August 10, 2007

Strigi plugins, tokenizers and ontology

This is a belated post on changes in Strigi I made in the beginning of July.
The tests in Strigi-chemical have highlighted the problems in Strigi. Below I list problem and its solution.

Problem with plugins.

Strigi analyzers are loaded as plugins with dlopen(). I noticed random and strange effects, when multiple copies of one analyzer have been initialized. The explanation was simple, do not ever use RTLD_GLOBAL flag to load Strigi analyzers. A while ago I blogged about linking to OpenBabel and enabled this flag in Strigi. The solution was to implement a loader for libopenbabel in strigi-chemical analyzer. LibOpenBabel is a highly recommended runtime dependency, although the chemical analyzers can work without it. A question to packagers would be: is it a good idea to specify OB as a dependency or suggested or recommended. There is also an option to make a metapackage with dependency. We don't want the user to miss some key-features just because he overlooked a soft-dependency in apt, for example.
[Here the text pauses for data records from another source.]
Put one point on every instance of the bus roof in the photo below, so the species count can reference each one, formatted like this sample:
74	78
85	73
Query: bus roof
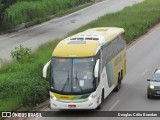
86	43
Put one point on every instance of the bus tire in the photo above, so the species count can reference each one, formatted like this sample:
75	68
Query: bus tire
102	99
117	88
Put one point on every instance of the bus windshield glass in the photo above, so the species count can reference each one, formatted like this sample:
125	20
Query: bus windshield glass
72	75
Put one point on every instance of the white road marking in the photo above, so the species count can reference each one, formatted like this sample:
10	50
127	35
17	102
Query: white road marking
145	72
114	105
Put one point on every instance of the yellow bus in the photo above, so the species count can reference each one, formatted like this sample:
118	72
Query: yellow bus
86	68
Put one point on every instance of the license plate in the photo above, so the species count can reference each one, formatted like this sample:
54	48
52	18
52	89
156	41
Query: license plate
72	106
158	92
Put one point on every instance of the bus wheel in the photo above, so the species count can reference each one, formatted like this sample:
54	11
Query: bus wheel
118	85
102	98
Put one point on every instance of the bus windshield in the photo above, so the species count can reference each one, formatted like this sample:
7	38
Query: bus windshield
72	75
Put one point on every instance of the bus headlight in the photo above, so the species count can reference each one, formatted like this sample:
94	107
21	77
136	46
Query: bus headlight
93	95
151	86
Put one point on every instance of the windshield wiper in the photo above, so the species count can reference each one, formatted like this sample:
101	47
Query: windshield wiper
66	82
77	82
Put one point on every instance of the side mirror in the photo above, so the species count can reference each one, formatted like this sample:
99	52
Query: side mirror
96	69
148	79
45	69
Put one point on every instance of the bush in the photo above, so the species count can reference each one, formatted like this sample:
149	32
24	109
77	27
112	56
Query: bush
20	53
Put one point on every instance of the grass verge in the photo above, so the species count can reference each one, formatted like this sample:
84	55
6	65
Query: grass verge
37	11
23	85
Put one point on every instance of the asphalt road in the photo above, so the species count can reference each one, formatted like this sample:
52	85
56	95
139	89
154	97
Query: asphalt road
59	27
142	59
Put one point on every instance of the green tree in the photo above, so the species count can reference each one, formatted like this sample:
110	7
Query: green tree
4	4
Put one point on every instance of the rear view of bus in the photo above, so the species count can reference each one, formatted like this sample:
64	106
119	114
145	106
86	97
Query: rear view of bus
86	68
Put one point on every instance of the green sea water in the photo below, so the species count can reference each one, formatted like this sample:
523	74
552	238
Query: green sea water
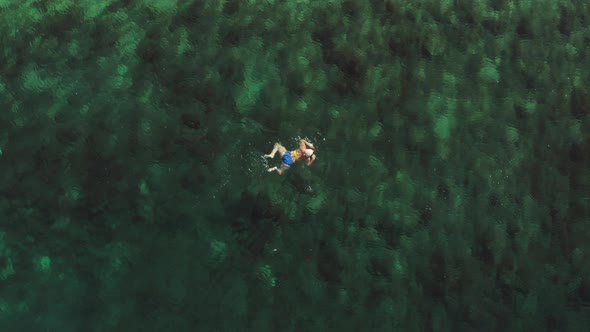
451	190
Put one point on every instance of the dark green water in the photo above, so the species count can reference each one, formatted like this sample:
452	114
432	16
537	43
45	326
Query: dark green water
451	190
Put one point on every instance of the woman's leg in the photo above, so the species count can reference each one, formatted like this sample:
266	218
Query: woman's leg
278	147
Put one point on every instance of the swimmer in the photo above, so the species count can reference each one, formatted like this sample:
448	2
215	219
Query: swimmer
305	153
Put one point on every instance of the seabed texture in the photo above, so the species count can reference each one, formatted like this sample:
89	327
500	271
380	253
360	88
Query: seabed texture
451	190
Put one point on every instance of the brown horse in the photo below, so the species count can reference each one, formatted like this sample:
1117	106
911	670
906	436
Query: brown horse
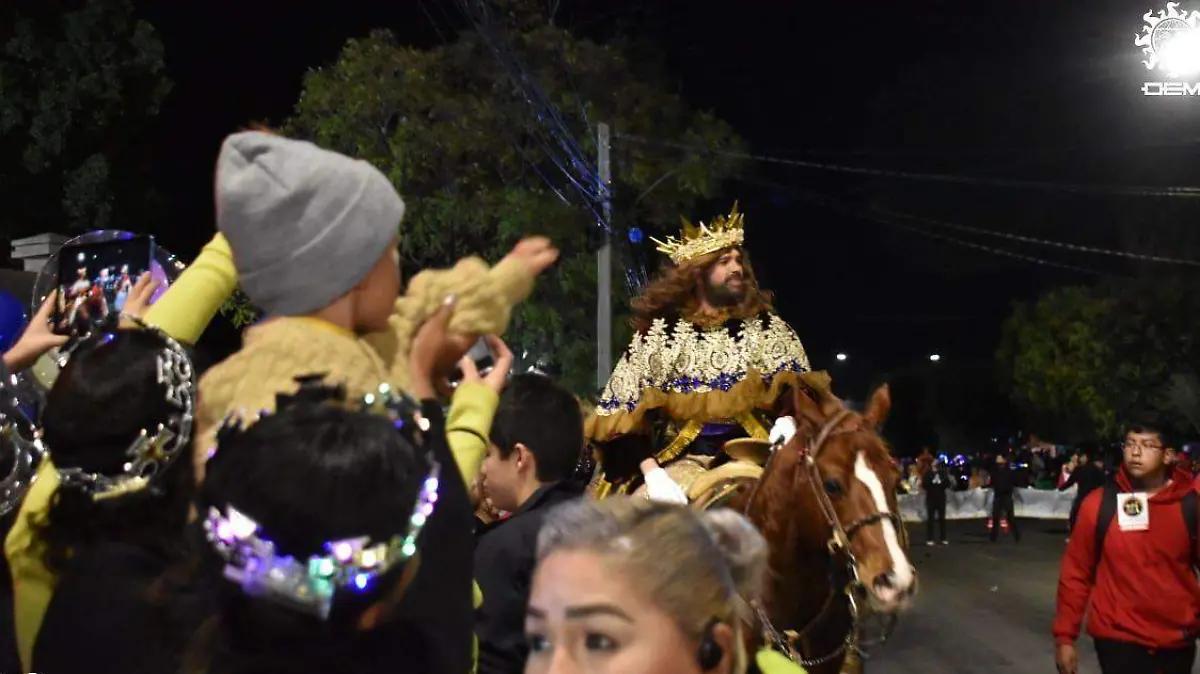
826	504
Later, OB loader was wrapped in a singleton with mutex locking. I had some random core dumps of the unit tests due to thread safety violation. I had no idea what could cause it inside OpenBabel, so I just protected the instance.

Problem with tokenizers.

One of the key features of chemical analyzers is to perform an exact structure match search by chemical identifiers. The recommended IUPAC identifier is InChI, although it is not that spread as SMILES, for example. The power of InChI is that it represents a chemical structures with all layers of information (like charges, fixed hydrogens, isotopes and stereochemistry) as a string. And the reverse transformation is possible.
The problem here was that an InChI string was tokenized, i.e. cut into pieces. Few words about how it works. Each token represents a "word" in the dictionary of search engine's backend. Strigi has an indexreader/indexwriter abstraction over the search backends, it can even support hybrid backend, e.g. the mixture of clucene and sqlite. Clucene backend is well supported while the support of other backends is still rudimentary (developers welcome!). So, each field is processed by an analyzer/tokenizer during indexing, and the same tokenizer to be used to process the field during search query analysis. Some tokens, like InChI, deserve a special treatment.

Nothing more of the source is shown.